On ne marche pas pendant le temps des fêtes, on trotte, on court, on saute sur les soldes avec des chiffres dans la tête : budget, bas prix, nombre de cadeaux achetés, nombre de cadeaux à trouver malgré le temps qui file, les jours qui passent, les jours qui restent avant le premier Noël en famille, le deuxième Noël dans l’autre famille, le troisième Noël entre amis, le quatrième Noël au bureau, le cinquième Noël en amoureux, le jour de l’an en famille, le jour de l’an entre amis (et, merde, j’oubliais l’anniversaire d’une telle; tu parles d’une idée de naître le 23!). Pas de place pour l’errance : comme l’argent, les pas sont comptés. C’est ce que je déteste du temps des fêtes. Ça devient une question de comptes. Ça devient une question de sous. Ça devient des riches à la course.  

C’est aussi une question d’amour, on dit. Mais pour l’amour, il faut du temps. 

Pour l’amour, je voudrais prendre le temps de marcher et de regarder la ville se transformer comme le font les enfants qui remarquent chaque lumière posée dans les arbres et croient que les étoiles se rapprochent de la terre tant Noël est magique. Il faudrait s’arrêter comme le disent les comptes de fées, et implorer le ciel plutôt que le maudire pour que la neige finisse bien par tomber. 


Je ne le fais pas, bien entendu. J’ai passé la journée à courir comme un fou dans le quartier le plus désagréable de la ville pour y trouver tous les cadeaux de Noël en une seule journée : pas le temps de laisser traîner ça, trop d’événements, trop de travail, trop d’engagements. Pas le temps pour le temps des fêtes.

J’ai réussi. En quatre heures, Noël était affaire classée. Autant dire que Noël était fini. 

Les bras engourdis, j’ai déposé mes sacs sur le plancher sale d’un café pour prendre le temps, justement.

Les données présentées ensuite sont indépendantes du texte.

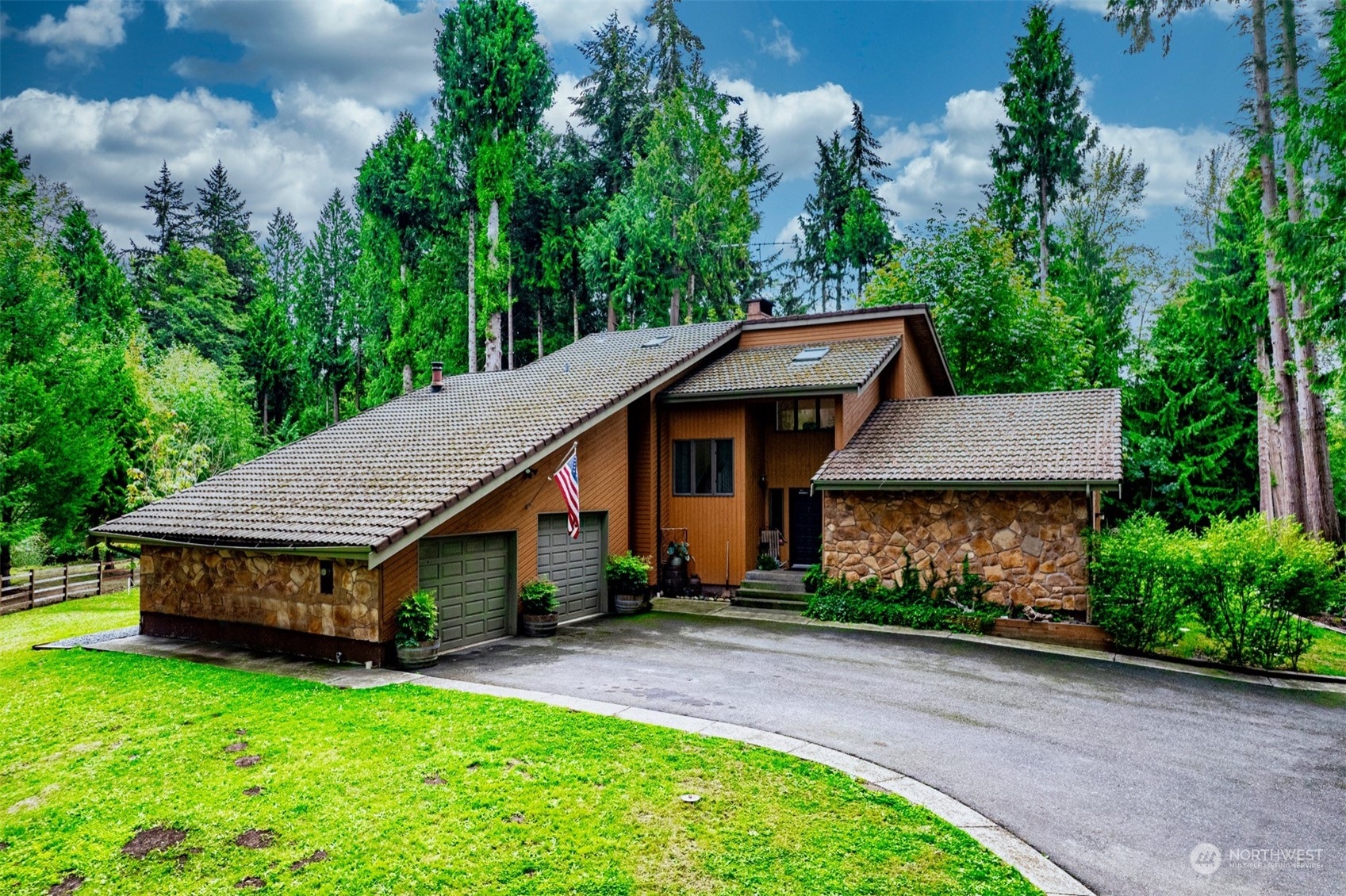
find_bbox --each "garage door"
[420,534,514,650]
[537,514,607,622]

À ma gauche, une dame faisait le bilan de son magasinage des fêtes et se plaignait d’ignorer quoi offrir à son beau-frère qu’elle a eu le malheur de piger pour l’échange en famille. À ma droite, une jeune fille regardait à l’extérieur en parlant au téléphone. Elle se plaignait, elle aussi. Elle avait peur de ne pas connaître, cette année, un Noël blanc. Il est vrai que je porte encore mon manteau d’automne. « C’est gris, juste de la pluie », disait-elle. 

Elle a tout de même terminé sa conversation avec un « je t’aime », puis un autre, puis un « moi plus », et encore un « je t’aime ». Malgré la pluie, le temps des fêtes est encore le temps de l’amour. 

J’ai regardé le ciel qui passait rapidement du gris au noir, laissant cependant découvrir les éclairs du temps des fêtes. Les reflets sur la vitrine ressemblaient à des aurores boréales. Dans le noir, c’étaient des étoiles qui entouraient les arbres. J’ai pensé à cette église photographiée il y a quelques jours, presque laissée à l’abandon, mais dans laquelle on a tout de même posé des lumières festives. Je me suis souvenu que, chez moi, une grande étoile illuminée était accrochée. J’avais pris le temps de la photographier, elle aussi. 



J’ai pris le temps de finir mon café, tranquillement. Mon sourire un peu béat vers la jeune fille n’a pas été bien reçu : elle m’a jeté un de ces regards. Peu importe, j’ai su que le retour à la maison se ferait plus lentement. C’est le temps des fêtes, après tout. J’ai le droit de déambuler avec des airs d’amour et de joie dans la tête.